What about Party members? If somebody joins the Party, either that means he’s a careerist, that he’s already decided he wants to make a career of it, or, well it means that he’s just no good.
And Western people? First of all, I think they shouldn’t be afraid of us. We are people just like them. We live like they do.

 

 
Brixton
The hysteria over the Brixton riots has faded now, but with unemployment and resentment mounting all the time, it is quite possible that there will be further outbreaks of violence in inner-city areas. Brixton was quite clearly not a “race riot”; the police were attacked as representatives of state harassment and authority. But in the aftermath, references to the “black community” in the press suggested that the main division is between blacks and whites. In fact, the whole community, black and white, is divided into two classes. There are both black and white investors, property-owners, who profit from the poverty suffered by black and white workers.

 

For example, a Nigerian called Chief Francis Nzeribe has said he wants to invest money in Brixton. Some people in Brixton will be allowed to have jobs, to get wages which are just enough to live one, while Nzeribe will own all of the wealth they produce for him. He owns £50 million worth of assets around the world, and heads twenty-seven companies. He has been a private arms dealer and lives in a flat in Mayfair. He has said of his plans for Brixton: “I see this as an opportunity to make money” (New Standard, 5/5/81). Colour is irrelevant.

 

Gluts
A few years ago, the media were stirring up a popular fear that oil resources were going to run out. There was a danger of a shortage.
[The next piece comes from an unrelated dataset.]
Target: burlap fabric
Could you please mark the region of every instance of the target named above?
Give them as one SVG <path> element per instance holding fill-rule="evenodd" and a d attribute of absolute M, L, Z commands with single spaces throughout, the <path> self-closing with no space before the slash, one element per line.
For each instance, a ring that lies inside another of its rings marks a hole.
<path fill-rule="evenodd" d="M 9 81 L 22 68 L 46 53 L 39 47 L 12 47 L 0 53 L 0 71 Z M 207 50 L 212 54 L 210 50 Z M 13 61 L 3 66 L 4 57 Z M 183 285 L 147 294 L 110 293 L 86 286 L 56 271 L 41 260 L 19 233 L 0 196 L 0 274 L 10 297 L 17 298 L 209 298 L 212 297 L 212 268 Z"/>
Now the tune has changed, and they are getting worried about a “glut”. OPFC and other representatives of oil interests are complaining about the threat of falling prices and profits as hundreds of barrels of oil pour out from the Middle Fast each week, to say nothing of all of the other sources in the world. Because of the recession, world market demand is down, so supply seems to be too high to satisfy the profit demands of the owners.

 

Resources today are not measured by simple human needs, any more than production is controlled by them. The market rules. This is why today’s glut becomes tomorrow’s scarcity. The present crisis in world capitalism is not just affecting oil, though. America has a “butter mountain” which is “growing by ten million pounds a week” (Guardian, 30/5/81); and on 26 May a Guardian article entitled: “There’s an awful lot of coffee” referred to “the prospect that the world is likely to be oversupplied with coffee during the next twelve months or so”. But in today’s insane system, that will not prevent millions of people from starving to death this year, and millions more from drinking tea because it is cheaper.

 

China-Cola
China is supposed to be a People’s Republic. Its government claims to have saved its workers from the ravages of capitalist exploitation. So it is rather odd that on 15 April, Coca-Cola, the epitome of world capitalism, opened a bottling plant in Peking. But the Chinese workers will, it seems, be saved from this danger by their benevolent masters after all. At first, the drink will only be sold to people with hard currency (the Chinese ruling class). Later it may be available for “ordinary” Chinese people (the working class), but probably at a price well over what most of them could afford, (Times, 16/4/81) so thoroughly are they being drained dry by the “People’s” Parasites.

 

Capitalism’s Casualties
Dr. Jay Herbert, chairman of the Hospital Doctors’ Association, remarked recently that more than half the country’s junior doctors work more than eighty hours a week, and that their resulting tiredness was a major cause of death in hospitals (Guardian 30/5/81). He pointed to Sunday evenings as a critical time, and said that the massive amount of overtime worked by doctors was allowed to continue for economic reasons: “Juniors are still expected to work for an overtime rate of one-third the basic rate. It is cheaper for hospitals to employ fewer doctors for longer hours than more doctors.”